A: You can, but white chocolate adds richness and that signature flavor. Replace with the same amount of milk if skipping.
Q: How do I prevent raspberries from sinking?
A: Toss berries lightly in a teaspoon of flour before folding into the batter.
Q: Can I make this gluten-free?
A: Use a 1:1 gluten-free flour blend and check baking powder is gluten-free. You may need a slight adjustment to moisture.
Conclusion
For more creative takes and step-by-step ideas, check out these recipes: White Chocolate Raspberry Cake Recipe – Baker by Nature, White Chocolate Raspberry Cake: Delicious Recipe from Scratch, and a raw, vegan twist at Raw Vegan White Chocolate and Raspberry Cheesecake {Gluten …}.

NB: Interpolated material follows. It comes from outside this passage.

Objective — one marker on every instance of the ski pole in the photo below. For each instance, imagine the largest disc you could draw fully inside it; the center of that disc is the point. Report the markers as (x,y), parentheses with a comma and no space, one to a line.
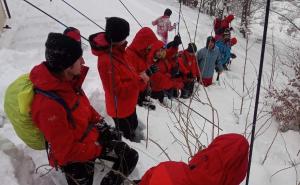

Heavenly White Chocolate Raspberry Cake
Ingredients
Dry Ingredients
- 2 cups all-purpose flour
- 2 teaspoons baking powder
- 1/2 teaspoon salt
Wet Ingredients
- 1/2 cup butter, at room temperature For best results, use room temperature.
- 1 cup granulated sugar
- 3 large eggs Room temperature preferred.
- 1/2 cup milk Room temperature preferred.
- 1/2 cup melted white chocolate Melt gently to avoid burning.
Fruits
- 1 cup fresh raspberries Toss in flour if very wet before folding.
Instructions
Preparation
- Preheat the oven to 175°C (350°F). Grease two 20 cm round pans and dust with flour.
- In a medium bowl, mix the flour, baking powder, and salt.
- In a large bowl, cream the butter and sugar for about 4 minutes until smooth and light.
- Add the eggs one at a time, beating well after each. Stir in the melted white chocolate.
- Add the dry ingredients in three batches, alternating with the milk, starting and ending with the flour mixture. Mix until just combined.
- Gently fold the raspberries into the batter without breaking them up too much.
- Divide the batter evenly between the two pans and smooth the tops.
Baking
- Bake for 25–30 minutes. Test with a toothpick — if it comes out clean, the cake is done.
- Let the cakes cool in the pans for 10 minutes, then remove and cool completely on a wire rack.
Serving
- Decorate the top with cream cheese frosting or a light whipped cream and garnish with fresh raspberries.